I am running SGE 8.1.9 on a cluster with
some 10k cores, CentOS 6.9.
I am seeing job failures on
nodes where the node's sge_execd
unexpectedly dies.
I ran strace on the nodes sge_execd and it's not of
much help. It always end with
+++ killed by SIGKILL +++
But I cannot tell what killed it. Dmesg has
nothing of segfault nor memory issues. The sge_qmaster
on the head node is never affected and it runs just
fine.
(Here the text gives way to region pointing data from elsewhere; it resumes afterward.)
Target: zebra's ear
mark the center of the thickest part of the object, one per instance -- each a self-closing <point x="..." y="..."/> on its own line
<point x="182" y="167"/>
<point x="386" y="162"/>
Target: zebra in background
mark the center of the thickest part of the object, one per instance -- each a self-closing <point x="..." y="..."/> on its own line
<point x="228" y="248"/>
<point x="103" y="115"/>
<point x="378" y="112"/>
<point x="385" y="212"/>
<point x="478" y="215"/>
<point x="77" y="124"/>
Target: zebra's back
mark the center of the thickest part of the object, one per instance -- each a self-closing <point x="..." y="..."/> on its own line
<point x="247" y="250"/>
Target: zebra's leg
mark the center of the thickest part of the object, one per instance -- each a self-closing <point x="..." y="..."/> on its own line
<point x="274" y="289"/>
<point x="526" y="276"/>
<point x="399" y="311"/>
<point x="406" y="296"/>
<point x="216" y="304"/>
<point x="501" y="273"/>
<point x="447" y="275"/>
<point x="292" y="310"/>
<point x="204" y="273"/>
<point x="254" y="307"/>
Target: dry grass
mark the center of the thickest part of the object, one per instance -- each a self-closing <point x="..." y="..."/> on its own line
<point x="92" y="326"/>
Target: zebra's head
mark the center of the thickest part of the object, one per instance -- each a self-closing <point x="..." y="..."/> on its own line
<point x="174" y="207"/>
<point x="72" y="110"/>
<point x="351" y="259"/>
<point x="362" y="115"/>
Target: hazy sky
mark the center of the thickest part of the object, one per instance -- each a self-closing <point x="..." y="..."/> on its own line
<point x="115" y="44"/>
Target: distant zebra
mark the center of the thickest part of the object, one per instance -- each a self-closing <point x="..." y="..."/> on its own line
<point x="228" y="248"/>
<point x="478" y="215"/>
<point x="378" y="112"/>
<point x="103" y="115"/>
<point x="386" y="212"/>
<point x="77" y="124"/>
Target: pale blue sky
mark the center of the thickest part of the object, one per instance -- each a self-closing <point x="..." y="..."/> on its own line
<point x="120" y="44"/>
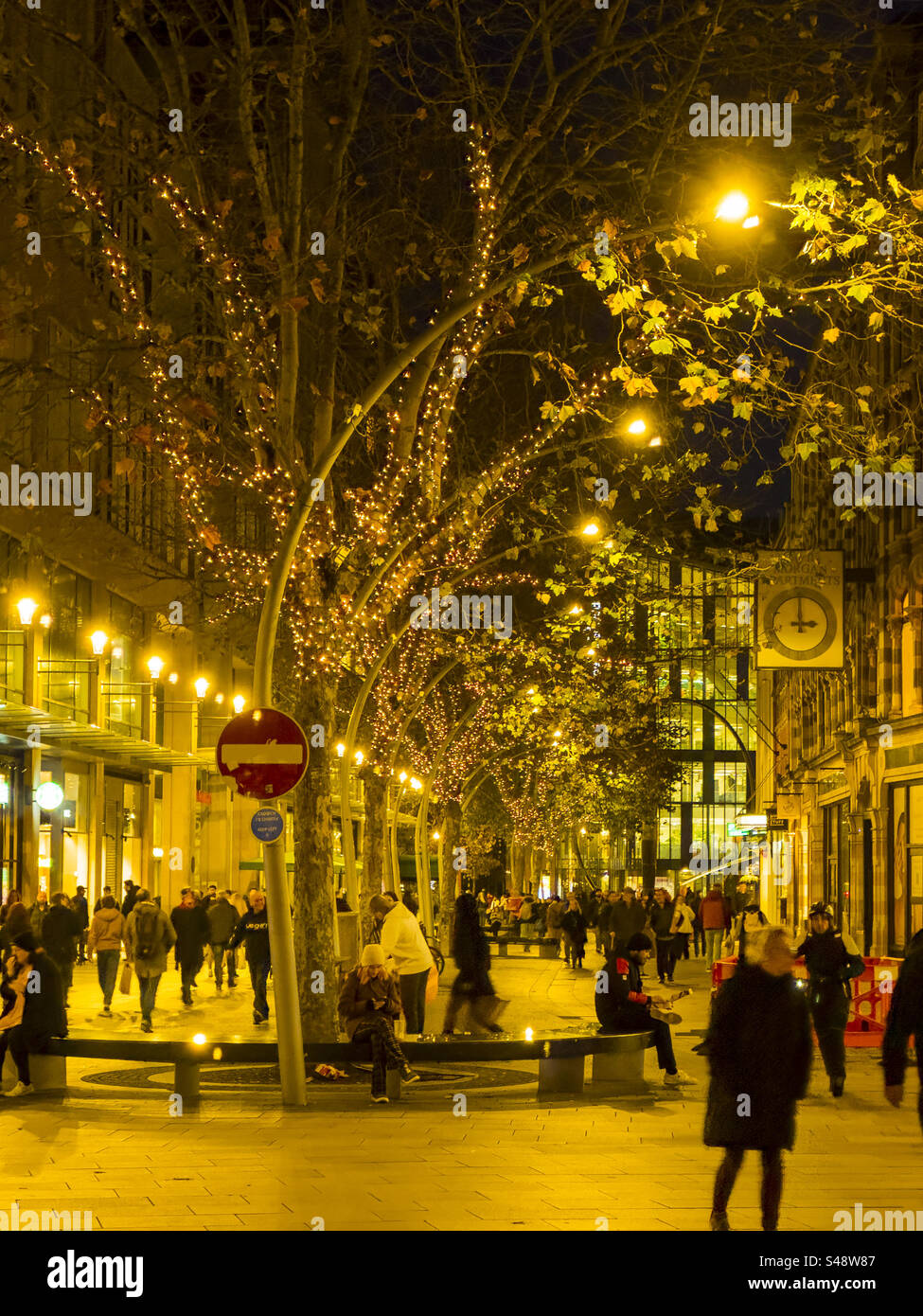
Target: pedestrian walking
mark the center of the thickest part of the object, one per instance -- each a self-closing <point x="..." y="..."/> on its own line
<point x="404" y="944"/>
<point x="473" y="986"/>
<point x="715" y="916"/>
<point x="627" y="917"/>
<point x="105" y="937"/>
<point x="37" y="914"/>
<point x="149" y="934"/>
<point x="758" y="1048"/>
<point x="369" y="1005"/>
<point x="681" y="930"/>
<point x="748" y="921"/>
<point x="191" y="927"/>
<point x="905" y="1020"/>
<point x="832" y="961"/>
<point x="222" y="923"/>
<point x="253" y="931"/>
<point x="61" y="931"/>
<point x="573" y="928"/>
<point x="623" y="1007"/>
<point x="43" y="1011"/>
<point x="660" y="917"/>
<point x="81" y="911"/>
<point x="553" y="916"/>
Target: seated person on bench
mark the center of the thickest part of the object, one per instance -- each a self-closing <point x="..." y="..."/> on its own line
<point x="622" y="1007"/>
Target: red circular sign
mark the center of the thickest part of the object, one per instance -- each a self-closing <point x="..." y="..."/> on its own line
<point x="265" y="752"/>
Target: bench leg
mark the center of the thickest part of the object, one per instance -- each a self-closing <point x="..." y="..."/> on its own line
<point x="46" y="1073"/>
<point x="618" y="1067"/>
<point x="561" y="1076"/>
<point x="186" y="1083"/>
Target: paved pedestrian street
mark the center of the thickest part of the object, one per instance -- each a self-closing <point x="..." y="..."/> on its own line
<point x="610" y="1160"/>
The issue is on the client's
sge_execd and 80% of nodes
are not affected, only some 20% of the
nodes.
Here are some sge settings:
qmaster_params MONITOR_TIME=0:1:00
LOG_Monitor_Message=0
execd_params
ENABLE_ADDGRP_KILL=TRUE,S_DESCRIPTORS=9096, \
H_DESCRIPTORS=50240,H_MEMORYLOCKED=infinity, \
S_MEMORYLOCKED=infinity S_MAXPROC=infinity, \
H_MAXPROC=infinity,S_LOCKS=infinity, \
H_LOCKS=infinity,
USE_SMAPS=yes,ENABLE_BINDING=TRUE
max_aj_instances 2000
max_aj_tasks 0
max_u_jobs 900000
max_jobs 900000
max_advance_reservations 300
I also tried playing with
vm settings to:
/sbin/sysctl vm.overcommit_ratio=100
/sbin/sysctl vm.overcommit_memory=2
But it has not been of much help - sge_execd keeps
dying.
Any help on how I can track down what is causing the
node client sge_execd to die?
Joseph
_______________________________________________